Von Manfred Köncke Altensteig. Nicht nur gute Noten schreiben, sondern sich sozial betätigen – darauf legt die Altensteiger Friedrich-Boysen-Realschule Wert. Besonders 111 Siebtklässler durften sich diesmal angesprochen fühlen. Sie konnten zwischen fünf Projekten wählen.Eine Gruppe sammelte Spenden für das SOS-Kinderdorf, andere lasen Kindern und Senioren Geschichten und Gedichte vor, wieder andere gestalteten am gestrigen Dienstag den Abschlussgottesdienst vor den Weihnachtsferien – und 20 Siebtklässler statteten dem Seniorenzentrum "Sonnenhalde" einen Besuch ab.

Zur Vorbereitung trafen sie sich in den so genannten "Poolstunden" mit ihrer Mathematik-, Kunst- und Religionslehrerin Yvonne Gebhardt. Zuhause wurden Plätzchen und Bastelmaterial zusammengestellt.
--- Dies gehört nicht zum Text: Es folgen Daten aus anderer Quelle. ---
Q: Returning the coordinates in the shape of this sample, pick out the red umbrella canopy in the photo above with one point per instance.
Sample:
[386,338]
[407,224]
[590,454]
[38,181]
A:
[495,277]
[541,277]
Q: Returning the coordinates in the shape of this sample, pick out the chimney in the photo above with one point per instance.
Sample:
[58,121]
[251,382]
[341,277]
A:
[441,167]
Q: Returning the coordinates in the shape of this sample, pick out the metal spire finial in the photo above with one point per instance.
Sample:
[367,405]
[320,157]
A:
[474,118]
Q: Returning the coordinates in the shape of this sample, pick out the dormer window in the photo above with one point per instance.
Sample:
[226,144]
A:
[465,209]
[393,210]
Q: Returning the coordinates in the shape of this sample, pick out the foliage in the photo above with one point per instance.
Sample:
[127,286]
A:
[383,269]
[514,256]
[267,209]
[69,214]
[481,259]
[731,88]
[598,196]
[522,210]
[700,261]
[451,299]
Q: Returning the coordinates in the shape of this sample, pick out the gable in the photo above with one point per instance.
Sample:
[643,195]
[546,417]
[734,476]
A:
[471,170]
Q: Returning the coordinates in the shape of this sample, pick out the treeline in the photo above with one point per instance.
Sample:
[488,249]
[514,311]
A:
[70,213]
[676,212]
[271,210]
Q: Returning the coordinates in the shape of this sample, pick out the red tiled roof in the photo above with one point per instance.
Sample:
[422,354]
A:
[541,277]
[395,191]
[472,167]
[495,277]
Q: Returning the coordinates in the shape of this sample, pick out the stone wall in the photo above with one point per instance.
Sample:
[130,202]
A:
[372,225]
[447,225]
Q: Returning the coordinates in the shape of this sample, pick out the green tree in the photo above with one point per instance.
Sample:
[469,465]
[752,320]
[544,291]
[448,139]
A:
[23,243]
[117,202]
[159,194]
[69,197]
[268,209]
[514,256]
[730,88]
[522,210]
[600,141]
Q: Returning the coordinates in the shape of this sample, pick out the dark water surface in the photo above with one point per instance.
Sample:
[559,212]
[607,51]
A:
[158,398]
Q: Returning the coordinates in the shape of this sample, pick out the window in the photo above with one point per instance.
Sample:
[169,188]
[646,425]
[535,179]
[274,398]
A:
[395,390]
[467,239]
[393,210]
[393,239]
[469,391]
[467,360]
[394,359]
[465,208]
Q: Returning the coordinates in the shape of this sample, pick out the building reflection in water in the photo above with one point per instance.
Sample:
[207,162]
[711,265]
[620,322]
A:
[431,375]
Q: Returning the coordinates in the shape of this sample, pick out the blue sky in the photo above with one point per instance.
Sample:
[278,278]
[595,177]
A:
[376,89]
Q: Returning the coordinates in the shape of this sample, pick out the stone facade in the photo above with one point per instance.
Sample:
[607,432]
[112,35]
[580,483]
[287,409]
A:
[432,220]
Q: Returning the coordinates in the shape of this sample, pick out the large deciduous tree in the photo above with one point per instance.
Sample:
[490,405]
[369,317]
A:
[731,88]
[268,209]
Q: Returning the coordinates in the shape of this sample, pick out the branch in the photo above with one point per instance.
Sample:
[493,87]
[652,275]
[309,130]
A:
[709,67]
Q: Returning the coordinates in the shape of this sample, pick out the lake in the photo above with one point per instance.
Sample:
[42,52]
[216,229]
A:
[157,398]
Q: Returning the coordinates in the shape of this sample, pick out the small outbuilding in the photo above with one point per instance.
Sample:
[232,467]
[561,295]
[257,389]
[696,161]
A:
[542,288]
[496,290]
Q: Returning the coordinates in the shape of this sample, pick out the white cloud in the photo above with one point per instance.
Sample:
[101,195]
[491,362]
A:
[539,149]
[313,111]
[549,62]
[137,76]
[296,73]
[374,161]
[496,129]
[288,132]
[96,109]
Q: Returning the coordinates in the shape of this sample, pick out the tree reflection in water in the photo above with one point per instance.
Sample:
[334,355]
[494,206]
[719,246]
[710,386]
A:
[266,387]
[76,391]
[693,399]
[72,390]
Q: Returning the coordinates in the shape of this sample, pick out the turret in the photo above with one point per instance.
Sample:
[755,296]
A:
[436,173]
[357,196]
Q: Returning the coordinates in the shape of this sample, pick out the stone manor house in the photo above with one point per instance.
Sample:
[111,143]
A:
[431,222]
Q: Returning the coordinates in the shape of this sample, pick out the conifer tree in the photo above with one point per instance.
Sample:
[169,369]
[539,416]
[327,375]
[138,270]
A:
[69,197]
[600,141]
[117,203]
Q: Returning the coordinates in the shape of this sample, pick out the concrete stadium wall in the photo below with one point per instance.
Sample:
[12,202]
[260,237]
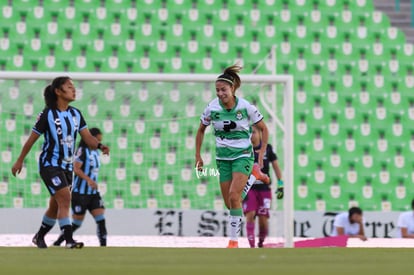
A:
[175,222]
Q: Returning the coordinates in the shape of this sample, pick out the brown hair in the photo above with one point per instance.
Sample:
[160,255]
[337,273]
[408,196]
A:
[49,92]
[231,76]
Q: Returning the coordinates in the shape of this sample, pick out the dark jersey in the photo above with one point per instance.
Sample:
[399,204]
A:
[90,166]
[268,158]
[60,129]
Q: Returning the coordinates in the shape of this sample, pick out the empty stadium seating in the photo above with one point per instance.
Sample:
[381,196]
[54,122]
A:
[353,105]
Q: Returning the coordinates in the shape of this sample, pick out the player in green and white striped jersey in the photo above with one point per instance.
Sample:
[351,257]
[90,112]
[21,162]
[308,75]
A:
[232,118]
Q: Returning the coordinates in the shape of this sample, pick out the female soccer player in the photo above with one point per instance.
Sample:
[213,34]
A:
[85,194]
[59,123]
[259,198]
[231,118]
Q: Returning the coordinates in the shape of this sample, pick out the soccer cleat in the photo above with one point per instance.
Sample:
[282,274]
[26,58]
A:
[259,175]
[233,244]
[59,241]
[39,241]
[74,244]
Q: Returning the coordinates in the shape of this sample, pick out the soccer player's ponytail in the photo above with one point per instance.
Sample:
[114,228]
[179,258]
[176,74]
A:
[49,92]
[231,76]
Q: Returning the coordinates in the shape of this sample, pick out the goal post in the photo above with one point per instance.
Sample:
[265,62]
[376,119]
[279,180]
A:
[284,124]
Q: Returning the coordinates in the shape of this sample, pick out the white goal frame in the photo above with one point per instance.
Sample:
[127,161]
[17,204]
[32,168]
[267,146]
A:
[287,80]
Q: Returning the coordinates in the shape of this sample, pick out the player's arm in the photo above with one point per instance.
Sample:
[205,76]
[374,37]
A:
[199,141]
[17,166]
[278,172]
[340,231]
[405,234]
[265,138]
[92,142]
[77,168]
[361,233]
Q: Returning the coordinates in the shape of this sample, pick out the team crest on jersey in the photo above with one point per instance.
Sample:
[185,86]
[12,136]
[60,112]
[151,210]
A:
[239,115]
[79,152]
[38,116]
[56,181]
[75,122]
Jugendlich haben fünfAngebote zur Auswahl

Dann war es soweit. Die Siebtklässler wurden von Angela Kipping vom Sozialen Heimdienst willkommen geheißen und auf unterschiedliche Wohnbereiche der Altenpflegeeinrichtung verteilt. Unterlagen für Basteleien wurden auf den Tischen ausgebreitet, Gesellschaftsspiele ausgepackt, ein fernsehbekanntes Quiz veranstaltet. Die Heimbewohner freuten sich über die Abwechslung und nahmen die Einladung zum Mitmachen gerne an.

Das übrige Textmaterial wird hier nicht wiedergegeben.